The MoD had been discreetly working on a plan to invade
Iraq from the north but had to switch to the south on 8 January 2003, just two months before the invasion, when it became clear Turkey would not permit British troops to be based there.
“There was little time to prepare three brigades and the risks were neither properly identified nor fully exposed to ministers,” Chilcot says.
By then, commanders already knew that there were
shortfalls in certain types of equipment, but their advice to ministers was that the risk was “considered acceptable.”
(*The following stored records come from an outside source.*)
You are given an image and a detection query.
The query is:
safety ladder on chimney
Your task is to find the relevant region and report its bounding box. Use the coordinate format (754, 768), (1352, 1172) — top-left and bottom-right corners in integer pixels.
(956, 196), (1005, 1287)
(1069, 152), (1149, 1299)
Once British forces were in Iraq, it quickly became clear the army didn’t have enough helicopters, armoured vehicles, or equipment for surveillance and intelligence collection.
Yet the Ministry of Defence was slow to react to the threats posed by insurgents using roadside bombs (Improvised Explosive Devices) that could easily pierce the armour on the army’s
Snatch Land Rovers.
“We have found that the Ministry of Defence was slow in responding to the threat of improvised explosive devices and that delays in providing adequate medium-weight protected patrol vehicles should not have been tolerated.”
The report says the UK’s efforts were hampered by an assumption that the US had a robust post-invasion plan, when it didn’t.